La brosse à dent entre mes doigts, je la fais mouvoir frénétiquement contre mes dents tandis que mes yeux s'attardent sur ma propre représentation reflétée dans le miroir. Je me scrute si longuement à travers le miroir que je remarque correctement le dentifrice qui s'échappe des confins de mes lèvres ainsi que les cernes qui habillent délicatement mes yeux.
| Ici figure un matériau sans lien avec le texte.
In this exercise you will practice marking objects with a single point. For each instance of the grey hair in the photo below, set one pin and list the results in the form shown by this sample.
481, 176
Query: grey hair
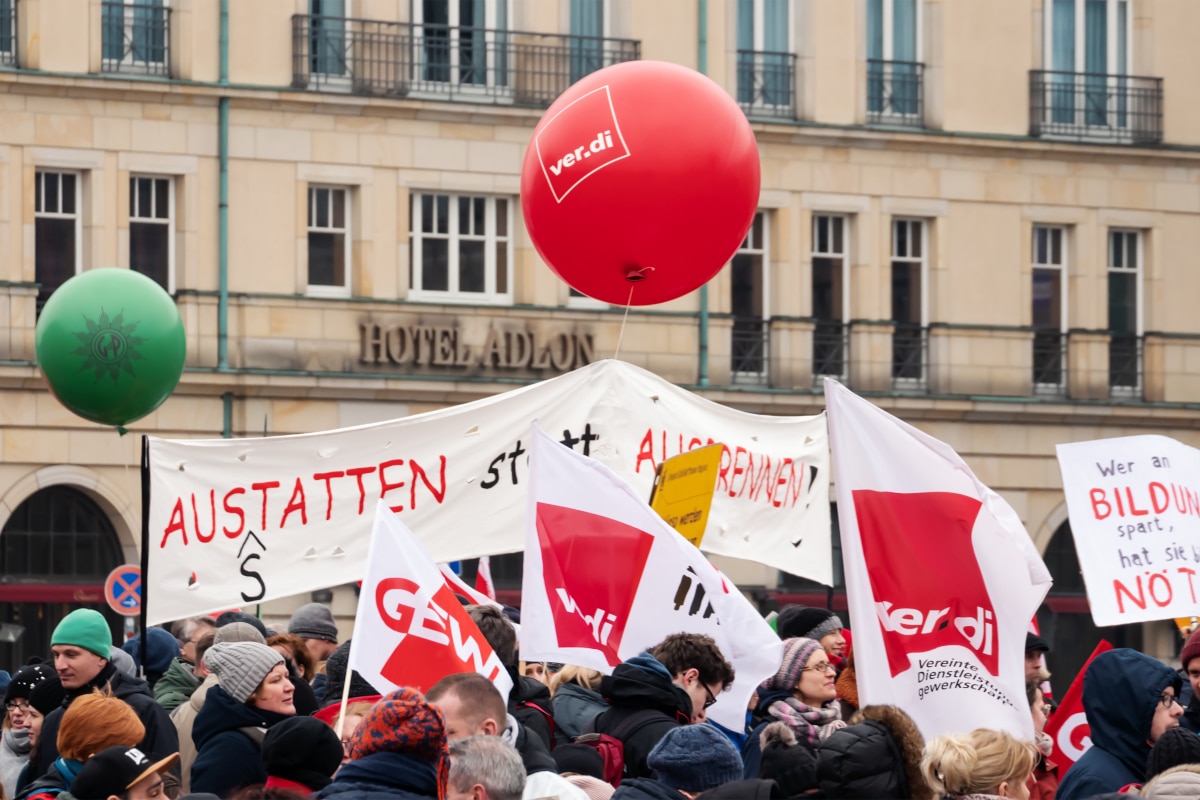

La pièce, plongée à moitié dans l'obscurité, voit seule la lueur du miroir s'animer, me refusant la clarté nécessaire pour scruter adéquatement mon corps si impur. Et pourtant, j'aime ça.

Ma peau est si sale. J'ai beau la laver des milliers de fois, je demeure toujours hanté par cette sensation traîtresse des mains de Jacob qui ont parcouru l'étendue de ma chair, m'arrachant tout le contrôle sur mon propre corps. Il appartient à Jacob et je ne peux envisager quiconque d'autre le revendiquer. Pas même moi. Ce corps lui est et demeurera incontestablement sien.

Je m'observe, me voyant mordre ma lèvre inférieure face à cette vision de moi-même.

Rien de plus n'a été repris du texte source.